I was almost an Episcopal priest, and now I don’t call myself a Christian. How did that happen? In the writing of the book I realized that the story I had been telling about what happened was not the whole story. I had been telling people that I left institutional Christianity because the church was sexist—which is true—but I also left institutional Christianity because my faith in God had changed dramatically. I no longer believed what I had once believed. I also told people that I lost faith in God, but I realized that isn’t exactly right either. I didn’t lose my faith. I left it….
People assume I’m an atheist, but I’m not. I don’t know what I am, but if I had to choose a label I’d choose agnostic. When I say that people usually ask me if I think God exists, and I usually give them the answer that my teacher, Gordon Kaufman, used to give me: The question of God’s existence isn’t the right question because it won’t get you very far. It’s a question human beings can’t answer. If we take God’s mystery seriously, then we can never know. I think there are better questions that we can be answering: What does a particular vision of God do to those who submit to it and to those who won’t submit to it? What difference is my version of God making? Who is it harming? In one of his books, Kaufman writes, “The central question for theology… is a practical question. How are we to live? To what should we devote ourselves? To what causes give ourselves?” He argues that theology that does not contribute significantly to struggles against inhumanity and injustice has lost sight of its point of being.
I can’t know if God exists, but I do know the word God is operating in the world, running around doing all kinds of work, good and bad, and I think, as a theologian, I have a responsibility to think critically about the kinds of gods we make and worship and to try to come up with versions of god that might make the world a more just and life-giving place for everyone.
–Sarah Sentilles, author of Breaking Up with God: A Love Story
Provocative, penetrating, honest and real. Sentilles, in chronicling her own story, chronicles the journey that all of us must take in search of our own humanity. Would that institutional religion were big enough to embrace and affirm her work.
–Atheist Episcopal Bishop John Shelby Spong, in a blurb for Sentilles’ book
June 8, 2011 at 10:41 am
Atheist Episcopal Bishop John Shelby Spong
I wouldn’t read anything that Bishop Spong recommended to read or endorsed.
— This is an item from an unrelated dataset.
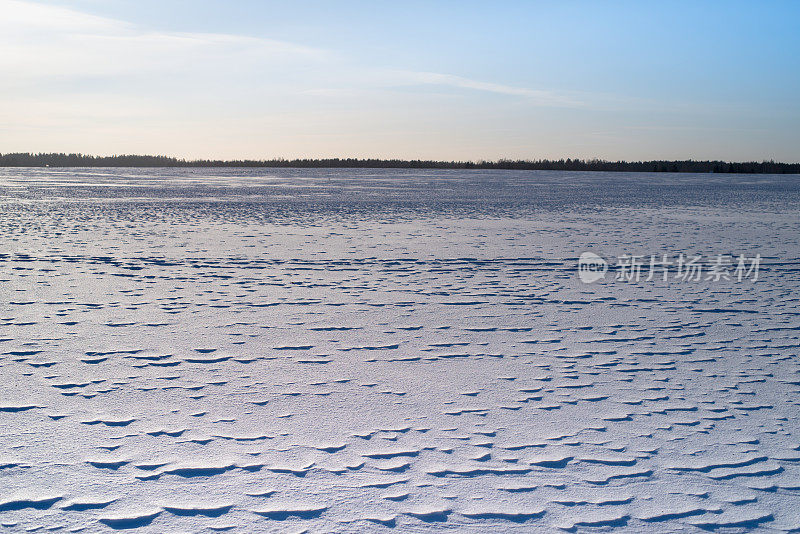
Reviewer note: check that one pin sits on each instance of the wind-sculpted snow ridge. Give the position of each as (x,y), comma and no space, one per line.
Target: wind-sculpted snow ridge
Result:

This person story is sad in deed, and seems to be a lack of trust, commitment, and lack of sound Christian teaching in the Word of God.
Seems to me she like many others are putting there trust in what men say and rejecting the teachings of the Bible.
June 8, 2011 at 12:41 pm
Regardless of whether she’s putting trust in men, I think she’s pretty straightforwardly admitting to, and advocating for, what her Christian background should enable her to identify as “idolatry”.
In Christian theology, we understand God to be the center around which everything else revolves, and the Bible pretty strongly condemns putting anything else in His place. We are to love Him above all else. By contrast, she suggests that we consider things like social “causes” the most important thing. Fighting “inhumanity and injustice” is very important, as far as it goes, but it’s not as important as God Himself. (Anyway it ultimately makes no sense to give allegiance to things like justice if one doesn’t believe in the Lawgiver behind it.)
So, she claims not to know whether God exists, but she is living as if she were sure He didn’t—at least not the God of the Bible. If He does exist, idolatry is really bad.
Maybe all that means is that agnosticism isn’t exactly an option, if it’s thought through.
June 9, 2011 at 7:58 pm
We should pity the poverty of this woman’s spiritual life. Having done the practically obligatory stint of agnosticism in my late teens/ early 20s, I can testify that the thin gruel of agnosticism will not sustain life.